Parsing user agents in EventLogging data

List overview All Threads
Download

newer

older

Investigating frequency of section...

stats.wikimedia.org (and other...

Tilman Bayer

15 Sep 2016 15 Sep '16

3:21 a.m.

Hi all,

the webrequest and pageview_hourly tables on Hive contain the very useful user_agent_map field, which stores the following data extracted from the raw user agent (still available as a separate field): device_family, browser_family, browser_major, os_family, os_major, os_minor and wmf_app_version. (The Analytics Engineering team has built a dashboard that uses this data and last month published a popular blog post about it.) I understand it is mainly based on the ua-parser library (http://www.uaparser.org/ ) .

In contrast, the event capsule in our EventLogging tables only contains the raw, unparsed user agent.

* Does anyone on this list have experience in parsing user agents in EventLogging data for the purpose of detecting browser family, version etc, and would like to share advice on how to do this most efficiently? (In the past, I have written some expressions in MySQL to extract the app version number for the Wikipedia apps. But it seems a bit of a pain to do that for classifying browsers in general.
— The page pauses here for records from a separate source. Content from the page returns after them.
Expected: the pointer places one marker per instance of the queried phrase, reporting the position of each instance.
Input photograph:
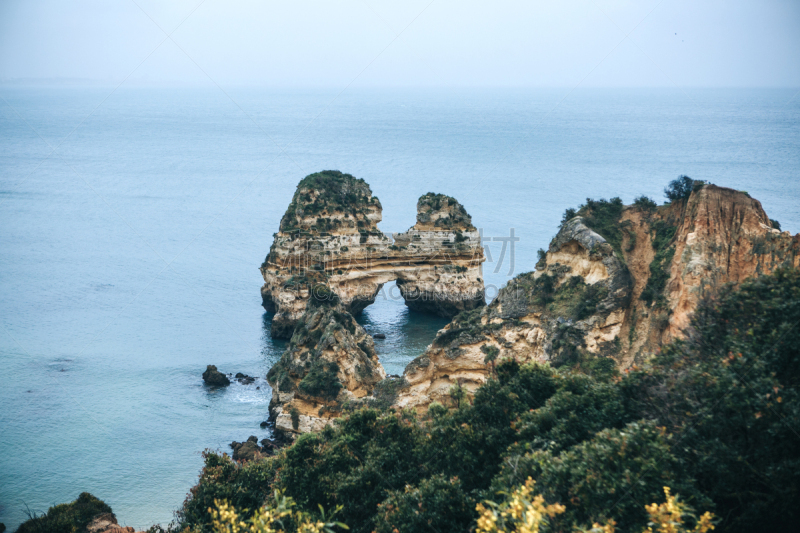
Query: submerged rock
(329, 242)
(215, 378)
(107, 523)
(244, 379)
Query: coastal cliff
(329, 241)
(614, 285)
(330, 361)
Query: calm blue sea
(129, 256)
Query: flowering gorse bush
(522, 512)
(280, 517)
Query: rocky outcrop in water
(107, 523)
(330, 361)
(615, 283)
(329, 241)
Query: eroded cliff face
(330, 361)
(576, 301)
(329, 240)
(615, 284)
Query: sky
(447, 43)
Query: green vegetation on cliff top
(330, 192)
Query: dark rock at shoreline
(244, 379)
(215, 378)
(107, 523)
One option would be to export the data and use the Python version of ua-parser, however doing it directly in MySQL would fit better into existing workflows.)

* Assuming it is technically possible to add such a pre-parsed user_agent_map field to the EventLogging tables, would other analysts be interested in using it too?

This came up recently with the Reading web team, for the purpose of investigating whether certain issues are caused by certain browsers only. But I imagine it has arisen in other places as well.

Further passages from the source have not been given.